APPBROWSER-400: Implement the tensorshift kernel for fixing DC's alignment issue on OpenGL ES

Change-Id: I7a8489bb0fddc72899ea165e414ee87bdbfb45b3
Reviewed-on: https://eu-gerrit-1.euhpc.arm.com/118106
Reviewed-by: Joel Liang <joel.liang@arm.com>
Tested-by: Jenkins <bsgcomp@arm.com>
Reviewed-by: Anthony Barbier <anthony.barbier@arm.com>
diff --git a/tests/validation/fixtures/DirectConvolutionLayerTensorShiftFixture.h b/tests/validation/fixtures/DirectConvolutionLayerTensorShiftFixture.h
new file mode 100644
index 0000000..d810a76
--- /dev/null
+++ b/tests/validation/fixtures/DirectConvolutionLayerTensorShiftFixture.h
@@ -0,0 +1,269 @@
+/*
+ * Copyright (c) 2017-2018 ARM Limited.
+ *
+ * SPDX-License-Identifier: MIT
+ *
+ * Permission is hereby granted, free of charge, to any person obtaining a copy
+ * of this software and associated documentation files (the "Software"), to
+ * deal in the Software without restriction, including without limitation the
+ * rights to use, copy, modify, merge, publish, distribute, sublicense, and/or
+ * sell copies of the Software, and to permit persons to whom the Software is
+ * furnished to do so, subject to the following conditions:
+ *
+ * The above copyright notice and this permission notice shall be included in all
+ * copies or substantial portions of the Software.
+ *
+ * THE SOFTWARE IS PROVIDED "AS IS", WITHOUT WARRANTY OF ANY KIND, EXPRESS OR
+ * IMPLIED, INCLUDING BUT NOT LIMITED TO THE WARRANTIES OF MERCHANTABILITY,
+ * FITNESS FOR A PARTICULAR PURPOSE AND NONINFRINGEMENT. IN NO EVENT SHALL THE
+ * AUTHORS OR COPYRIGHT HOLDERS BE LIABLE FOR ANY CLAIM, DAMAGES OR OTHER
+ * LIABILITY, WHETHER IN AN ACTION OF CONTRACT, TORT OR OTHERWISE, ARISING FROM,
+ * OUT OF OR IN CONNECTION WITH THE SOFTWARE OR THE USE OR OTHER DEALINGS IN THE
+ * SOFTWARE.
+ */
+#include "arm_compute/core/TensorShape.h"
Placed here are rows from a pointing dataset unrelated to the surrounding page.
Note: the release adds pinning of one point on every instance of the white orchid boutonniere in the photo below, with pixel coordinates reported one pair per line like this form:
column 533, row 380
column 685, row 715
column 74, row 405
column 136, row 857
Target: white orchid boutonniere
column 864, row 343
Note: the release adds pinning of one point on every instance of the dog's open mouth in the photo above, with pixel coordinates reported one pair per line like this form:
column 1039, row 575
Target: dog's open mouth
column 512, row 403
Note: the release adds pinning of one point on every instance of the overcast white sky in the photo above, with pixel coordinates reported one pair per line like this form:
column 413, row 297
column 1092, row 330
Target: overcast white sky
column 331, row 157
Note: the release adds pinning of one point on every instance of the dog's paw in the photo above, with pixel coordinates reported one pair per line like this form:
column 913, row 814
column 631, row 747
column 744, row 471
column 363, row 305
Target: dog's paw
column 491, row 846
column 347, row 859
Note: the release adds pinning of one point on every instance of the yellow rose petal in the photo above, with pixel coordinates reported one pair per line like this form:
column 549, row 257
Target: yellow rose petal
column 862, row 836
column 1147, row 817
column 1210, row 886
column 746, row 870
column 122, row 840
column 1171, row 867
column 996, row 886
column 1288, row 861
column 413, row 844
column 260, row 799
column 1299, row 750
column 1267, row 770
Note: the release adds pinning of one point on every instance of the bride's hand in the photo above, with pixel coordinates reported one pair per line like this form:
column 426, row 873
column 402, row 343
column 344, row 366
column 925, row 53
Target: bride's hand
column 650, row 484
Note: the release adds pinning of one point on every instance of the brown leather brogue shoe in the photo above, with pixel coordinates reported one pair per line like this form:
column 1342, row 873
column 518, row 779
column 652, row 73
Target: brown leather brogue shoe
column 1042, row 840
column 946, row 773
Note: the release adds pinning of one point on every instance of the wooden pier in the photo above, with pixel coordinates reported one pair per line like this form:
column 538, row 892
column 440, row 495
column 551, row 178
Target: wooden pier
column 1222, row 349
+#include "arm_compute/core/Types.h"
+#include "arm_compute/runtime/GLES_COMPUTE/GCScheduler.h"
+#include "tests/AssetsLibrary.h"
+#include "tests/Globals.h"
+#include "tests/IAccessor.h"
+#include "tests/framework/Asserts.h"
+#include "tests/framework/Fixture.h"
+#include "tests/validation/Helpers.h"
+#include "tests/validation/fixtures/ConvolutionLayerFixture.h"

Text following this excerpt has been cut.